Edward Cary Hayes
February 10, 1868 – August 7, 1928
Edward Cary Hayes was born in Lewiston, Maine on February 10, 1868, the son of Benjamin Francis Hayes and Arcy Cary. Benjamin taught philosophy at Bates College and the Cobb Divinity School. Arcy was a local schoolteacher involved in a plethora of community improvement and social welfare activities.
Hayes entered Bates College, and upon graduating in 1887 went on to study ministry at Cobb Divinity School. He was ordained a minister in 1893 and became a pastor in Augusta, Maine. Hayes married Annie Lee Bean in 1895, with whom he had three children. He remained a pastor until 1896, at which point he began to find that his beliefs clashed with most of the congregation. Hayes turned his focus back to academics. He moved to New York, where he taught philosophy and served as Dean at Keuka College for two years.
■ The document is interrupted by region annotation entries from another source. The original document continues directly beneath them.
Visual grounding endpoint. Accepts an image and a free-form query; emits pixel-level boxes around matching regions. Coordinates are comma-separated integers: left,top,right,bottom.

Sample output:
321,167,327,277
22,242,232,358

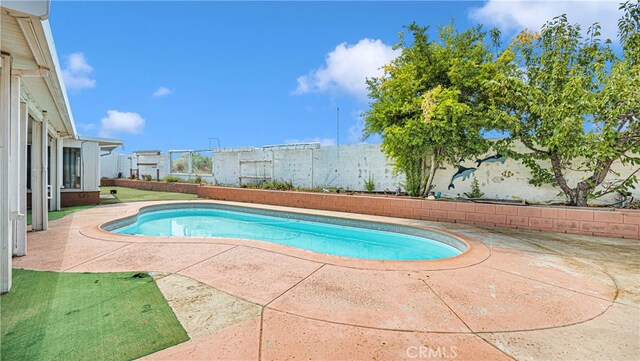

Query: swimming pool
103,204,466,261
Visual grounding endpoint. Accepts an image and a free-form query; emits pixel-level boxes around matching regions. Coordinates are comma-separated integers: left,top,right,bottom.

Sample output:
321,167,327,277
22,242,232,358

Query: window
62,148,82,189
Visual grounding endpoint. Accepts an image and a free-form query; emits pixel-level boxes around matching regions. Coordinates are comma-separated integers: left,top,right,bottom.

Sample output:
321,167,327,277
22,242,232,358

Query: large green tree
364,23,498,196
490,2,640,206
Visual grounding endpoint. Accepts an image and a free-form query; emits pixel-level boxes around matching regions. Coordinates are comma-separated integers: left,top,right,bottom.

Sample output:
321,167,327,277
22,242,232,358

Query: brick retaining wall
101,179,640,239
197,186,640,239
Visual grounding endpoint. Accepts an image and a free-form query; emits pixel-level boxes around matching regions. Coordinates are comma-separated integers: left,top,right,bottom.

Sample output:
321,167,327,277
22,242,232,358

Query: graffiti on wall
447,153,508,190
447,166,478,190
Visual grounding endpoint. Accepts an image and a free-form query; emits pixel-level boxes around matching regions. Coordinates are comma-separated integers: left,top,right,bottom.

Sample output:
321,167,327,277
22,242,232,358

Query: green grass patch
0,269,189,360
100,187,198,204
27,204,95,224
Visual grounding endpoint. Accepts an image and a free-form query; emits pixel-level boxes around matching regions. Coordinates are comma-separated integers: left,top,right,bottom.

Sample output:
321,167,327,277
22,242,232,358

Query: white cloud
78,123,97,132
469,0,621,40
153,86,173,97
284,137,336,146
100,110,145,137
62,52,96,90
294,39,400,100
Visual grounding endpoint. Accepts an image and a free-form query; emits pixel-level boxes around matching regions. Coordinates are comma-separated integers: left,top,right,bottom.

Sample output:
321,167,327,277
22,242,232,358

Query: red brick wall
27,191,100,208
100,179,199,194
196,186,640,239
60,191,100,207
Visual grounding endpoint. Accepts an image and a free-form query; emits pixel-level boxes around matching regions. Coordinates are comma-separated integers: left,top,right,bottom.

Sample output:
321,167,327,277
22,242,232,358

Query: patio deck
13,200,640,360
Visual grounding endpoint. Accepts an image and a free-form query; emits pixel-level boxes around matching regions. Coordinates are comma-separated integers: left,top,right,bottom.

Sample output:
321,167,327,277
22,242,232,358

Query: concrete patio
13,200,640,360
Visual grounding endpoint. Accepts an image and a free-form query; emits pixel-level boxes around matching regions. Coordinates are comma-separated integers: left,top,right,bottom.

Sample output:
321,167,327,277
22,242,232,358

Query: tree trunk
424,152,438,196
549,154,613,207
569,181,593,207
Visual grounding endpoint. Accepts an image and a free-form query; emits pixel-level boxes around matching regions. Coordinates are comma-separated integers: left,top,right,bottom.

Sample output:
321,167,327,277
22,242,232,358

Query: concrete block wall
102,144,640,204
100,179,199,194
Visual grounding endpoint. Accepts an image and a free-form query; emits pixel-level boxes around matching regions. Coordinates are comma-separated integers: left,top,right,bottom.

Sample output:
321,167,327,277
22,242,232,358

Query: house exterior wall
61,139,101,193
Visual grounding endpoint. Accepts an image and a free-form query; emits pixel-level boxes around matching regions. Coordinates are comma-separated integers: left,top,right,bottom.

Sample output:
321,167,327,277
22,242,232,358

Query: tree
364,23,499,196
490,2,640,206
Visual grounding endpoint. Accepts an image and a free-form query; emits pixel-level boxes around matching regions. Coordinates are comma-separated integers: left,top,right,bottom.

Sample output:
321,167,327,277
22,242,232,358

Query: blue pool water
111,208,462,260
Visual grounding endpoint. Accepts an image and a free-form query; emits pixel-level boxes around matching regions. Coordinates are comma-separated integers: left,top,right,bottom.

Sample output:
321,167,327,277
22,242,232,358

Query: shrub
162,175,182,183
464,177,484,198
364,174,376,193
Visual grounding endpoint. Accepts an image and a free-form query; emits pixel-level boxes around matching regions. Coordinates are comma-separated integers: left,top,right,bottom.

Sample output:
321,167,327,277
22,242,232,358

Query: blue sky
50,0,618,152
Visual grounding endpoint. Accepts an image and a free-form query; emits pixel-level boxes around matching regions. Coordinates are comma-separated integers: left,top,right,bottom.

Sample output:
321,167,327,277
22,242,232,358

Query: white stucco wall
102,144,640,203
61,139,101,192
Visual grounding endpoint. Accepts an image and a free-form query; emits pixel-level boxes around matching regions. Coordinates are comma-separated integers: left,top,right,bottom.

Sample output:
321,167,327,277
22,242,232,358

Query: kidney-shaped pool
102,203,467,261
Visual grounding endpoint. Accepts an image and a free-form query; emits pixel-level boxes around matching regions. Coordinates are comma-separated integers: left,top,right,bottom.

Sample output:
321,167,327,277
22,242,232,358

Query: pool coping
80,199,491,271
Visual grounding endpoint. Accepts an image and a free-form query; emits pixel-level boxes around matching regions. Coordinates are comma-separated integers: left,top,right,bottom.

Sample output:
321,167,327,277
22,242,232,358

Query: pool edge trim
80,199,491,271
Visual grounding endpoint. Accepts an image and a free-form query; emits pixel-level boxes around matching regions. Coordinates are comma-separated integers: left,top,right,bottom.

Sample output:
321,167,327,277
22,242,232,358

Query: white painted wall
102,144,640,204
61,139,101,192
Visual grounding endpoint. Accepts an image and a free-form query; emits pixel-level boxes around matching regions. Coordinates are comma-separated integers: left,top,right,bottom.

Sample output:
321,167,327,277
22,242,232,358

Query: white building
0,1,121,293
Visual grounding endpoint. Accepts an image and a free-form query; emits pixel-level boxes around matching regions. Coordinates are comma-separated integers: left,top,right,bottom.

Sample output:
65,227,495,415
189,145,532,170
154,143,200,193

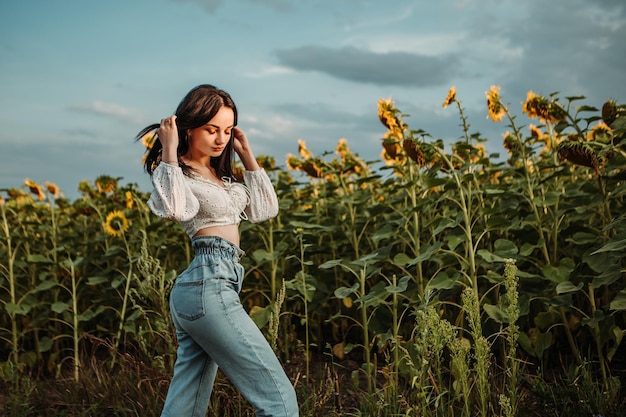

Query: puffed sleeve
148,162,200,222
243,169,278,223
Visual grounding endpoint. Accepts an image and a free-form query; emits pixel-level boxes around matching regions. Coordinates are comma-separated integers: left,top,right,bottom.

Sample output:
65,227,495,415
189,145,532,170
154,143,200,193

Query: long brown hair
135,84,237,178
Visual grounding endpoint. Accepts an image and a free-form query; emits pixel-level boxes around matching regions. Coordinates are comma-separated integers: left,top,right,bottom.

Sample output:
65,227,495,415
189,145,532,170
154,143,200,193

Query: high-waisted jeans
161,236,298,417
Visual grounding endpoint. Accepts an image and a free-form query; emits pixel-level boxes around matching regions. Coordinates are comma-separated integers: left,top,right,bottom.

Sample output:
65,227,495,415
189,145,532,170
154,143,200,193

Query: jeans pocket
171,281,204,321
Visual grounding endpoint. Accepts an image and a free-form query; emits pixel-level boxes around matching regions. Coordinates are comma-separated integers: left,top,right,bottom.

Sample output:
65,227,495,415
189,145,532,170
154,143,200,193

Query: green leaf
250,305,272,329
334,282,359,300
318,259,342,269
556,281,583,294
591,239,626,255
409,242,443,266
542,258,576,284
26,254,54,264
385,276,410,293
87,277,109,285
433,219,459,236
4,303,31,315
426,271,459,290
609,290,626,310
50,301,70,314
483,303,509,323
393,253,411,267
38,336,54,352
252,249,281,264
33,280,57,292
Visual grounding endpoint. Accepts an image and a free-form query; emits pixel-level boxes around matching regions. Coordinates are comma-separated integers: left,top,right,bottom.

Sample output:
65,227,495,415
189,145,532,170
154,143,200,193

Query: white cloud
69,100,143,123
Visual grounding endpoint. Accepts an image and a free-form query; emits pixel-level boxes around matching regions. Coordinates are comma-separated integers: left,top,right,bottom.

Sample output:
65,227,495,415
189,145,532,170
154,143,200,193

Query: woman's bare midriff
195,224,239,247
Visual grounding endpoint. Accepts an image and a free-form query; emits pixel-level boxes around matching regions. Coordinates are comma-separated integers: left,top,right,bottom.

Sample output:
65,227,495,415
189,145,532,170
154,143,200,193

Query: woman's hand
157,115,178,151
157,115,178,165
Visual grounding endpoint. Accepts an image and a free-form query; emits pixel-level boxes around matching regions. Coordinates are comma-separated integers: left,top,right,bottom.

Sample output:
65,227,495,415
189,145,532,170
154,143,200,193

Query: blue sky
0,0,626,198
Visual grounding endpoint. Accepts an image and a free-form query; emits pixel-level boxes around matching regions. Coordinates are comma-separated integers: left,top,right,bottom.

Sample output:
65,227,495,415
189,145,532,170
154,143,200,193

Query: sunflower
24,178,45,201
140,130,156,150
46,181,59,198
335,138,351,160
522,90,567,123
95,175,119,194
485,85,506,122
298,139,313,159
124,191,134,210
104,210,129,237
587,122,613,143
285,154,302,171
442,86,456,109
301,160,324,178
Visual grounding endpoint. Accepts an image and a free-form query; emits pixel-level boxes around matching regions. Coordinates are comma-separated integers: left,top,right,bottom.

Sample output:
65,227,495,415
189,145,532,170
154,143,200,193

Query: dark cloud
67,100,142,123
276,46,459,87
490,0,626,106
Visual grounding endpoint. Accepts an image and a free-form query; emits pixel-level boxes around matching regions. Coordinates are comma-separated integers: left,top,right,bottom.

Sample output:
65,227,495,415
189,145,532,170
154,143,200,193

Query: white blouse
148,162,278,237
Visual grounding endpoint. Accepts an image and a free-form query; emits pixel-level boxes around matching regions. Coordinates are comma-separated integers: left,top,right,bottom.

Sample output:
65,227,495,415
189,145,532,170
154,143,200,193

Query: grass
0,344,626,417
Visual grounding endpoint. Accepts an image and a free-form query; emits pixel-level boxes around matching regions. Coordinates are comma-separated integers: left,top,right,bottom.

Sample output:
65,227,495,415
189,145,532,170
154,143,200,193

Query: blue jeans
161,236,298,417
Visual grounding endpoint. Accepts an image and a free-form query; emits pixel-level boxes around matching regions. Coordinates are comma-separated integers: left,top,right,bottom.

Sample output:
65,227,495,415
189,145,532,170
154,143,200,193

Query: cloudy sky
0,0,626,198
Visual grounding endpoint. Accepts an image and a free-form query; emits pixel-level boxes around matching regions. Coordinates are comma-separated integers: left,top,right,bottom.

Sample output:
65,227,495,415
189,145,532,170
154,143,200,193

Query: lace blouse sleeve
243,169,278,223
148,162,200,222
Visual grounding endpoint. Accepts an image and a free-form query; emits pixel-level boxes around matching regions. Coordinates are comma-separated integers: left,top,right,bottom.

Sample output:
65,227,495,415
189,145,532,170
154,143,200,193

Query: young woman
137,85,298,417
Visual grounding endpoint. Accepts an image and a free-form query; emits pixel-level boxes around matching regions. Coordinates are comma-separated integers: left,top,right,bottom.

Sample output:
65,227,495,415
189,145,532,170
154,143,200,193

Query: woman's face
188,107,235,159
In 1899, Hayes enrolled at the University of Chicago to acquire a doctorate degree in philosophy. It was during this time that he became interested in sociology. Hayes entered the University’s newest department, receiving instruction from Albion Small and studying alongside academics George Herbert Mead, John Dewey and James Tufts. He also spent a year in Germany at the University of Berlin, where he studied with Georg Schmoller, Adolph Wagner, Friedrich Paulsen, Alfred Vierkandt and Georg Simmel. Hayes was one of the original pioneers promoting the assimilation of sociology into the American educational system.
After receiving his doctorate in 1902, Hayes went on to teach at Miami University in Oxford, Ohio. He moved to the University of Illinois in 1907 to take on the position of Chair in its new sociology department. Sociology classes had previously been a part of the economics department. Hayes stayed at Illinois until his death. He also lectured on occasion at universities such as Harvard, Columbia, the University of Chicago and the University of Pennsylvania. During Hayes’s tenure, the department had grown to house seven full-time faculty members and enroll over two thousand students each year.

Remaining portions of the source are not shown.